In engineering, there is an old saying: If you don’t schedule your maintenance, it will schedule itself. And no one is more aware of that than the engineers and technicians at Taipower. “From the point of view of system stability, the maintenance period should never be skimped, says the engineer. “The inevitable result will be more accidents. And once another accident inevitably occurs, the blame will fall on another lower-level Taipower staff. This is a gross injustice.”
A culture of high-pressure deadlines and blame, including the possibility of facing criminal charges, has crushed the morale of Taipower workers, says another frontline employee. “We’re scared. We seem to be to blamed no matter what happens. And for the sake of our jobs, we stay silent, but if things go on like this, a lot of Taipower staff will go elsewhere. We don’t feel safe.”
But help is on the way, said Deputy Minister of Economic Affairs and Taipower Interim Chairman Tseng Wen-sheng in a briefing to the legislature in March. During the briefing, Tseng said an infusion of NT$100 billion from the general budget would be allocated to improving Taiwan’s grid.
Due to the woeful state of Taipower’s finances, driven in part by Taiwan’s low electricity prices, the company, while well-aware of grid issues, has not been able to address them. In the wake of gangbuster economic growth and increased demand for power, it is essential for the Taiwan government to allocate resources to help the wounded giant.

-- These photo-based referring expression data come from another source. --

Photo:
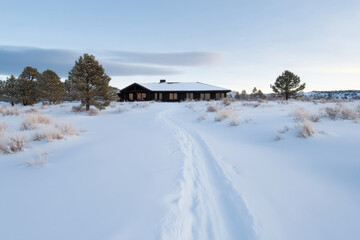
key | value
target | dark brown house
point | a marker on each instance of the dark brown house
(171, 92)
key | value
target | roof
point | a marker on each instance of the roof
(181, 86)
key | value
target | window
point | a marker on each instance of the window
(218, 96)
(141, 96)
(190, 95)
(207, 96)
(172, 96)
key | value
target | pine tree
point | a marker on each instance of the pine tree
(10, 90)
(89, 83)
(288, 85)
(50, 88)
(27, 88)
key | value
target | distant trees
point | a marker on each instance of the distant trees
(50, 88)
(287, 85)
(10, 90)
(89, 83)
(27, 86)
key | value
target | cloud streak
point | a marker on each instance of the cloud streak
(116, 63)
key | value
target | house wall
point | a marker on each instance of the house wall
(181, 95)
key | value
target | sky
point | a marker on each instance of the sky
(237, 44)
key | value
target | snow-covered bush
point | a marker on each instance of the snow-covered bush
(211, 108)
(67, 129)
(79, 108)
(202, 117)
(305, 129)
(348, 113)
(9, 111)
(33, 120)
(3, 127)
(226, 101)
(42, 162)
(56, 132)
(93, 112)
(12, 144)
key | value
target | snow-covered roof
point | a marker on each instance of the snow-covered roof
(181, 86)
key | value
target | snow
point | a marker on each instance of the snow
(181, 86)
(153, 171)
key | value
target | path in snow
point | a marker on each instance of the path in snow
(206, 206)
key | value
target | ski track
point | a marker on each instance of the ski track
(206, 206)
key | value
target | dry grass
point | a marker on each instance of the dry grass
(341, 111)
(33, 120)
(57, 132)
(226, 101)
(305, 129)
(3, 127)
(93, 112)
(79, 108)
(202, 117)
(9, 111)
(42, 161)
(12, 144)
(211, 108)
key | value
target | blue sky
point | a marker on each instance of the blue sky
(235, 44)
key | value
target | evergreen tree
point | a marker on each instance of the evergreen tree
(89, 83)
(288, 85)
(10, 90)
(50, 88)
(27, 87)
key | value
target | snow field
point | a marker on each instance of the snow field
(176, 171)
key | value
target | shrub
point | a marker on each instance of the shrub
(3, 127)
(12, 144)
(202, 117)
(226, 101)
(79, 108)
(348, 113)
(67, 129)
(9, 111)
(305, 130)
(33, 120)
(211, 108)
(93, 112)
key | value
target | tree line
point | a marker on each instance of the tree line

The draft plan to improve the grid has three main goals. The first is to alleviate the pressure on the “south-to-north superhighway” with additional power transmission lines. The second is to connect power plants with industrial and technology parks directly, allowing some industrial power use to bypass the main grid completely. The third is to initiate the installation of smart grids, like those suggested by NCKU’s Chiang-Chien. But Tseng posits that the current budget allocation is still insufficient. “It will probably take more than NT$100 billion,” he says. Parts of the ambitious overhaul will also take time – as long as 10 years for some reforms. In addition, Taiwan’s power problems are more than grid-deep, notes Tseng. “As long as we are relying on using power generated in the south up in the north, the burden on the central north-south artery will continue.”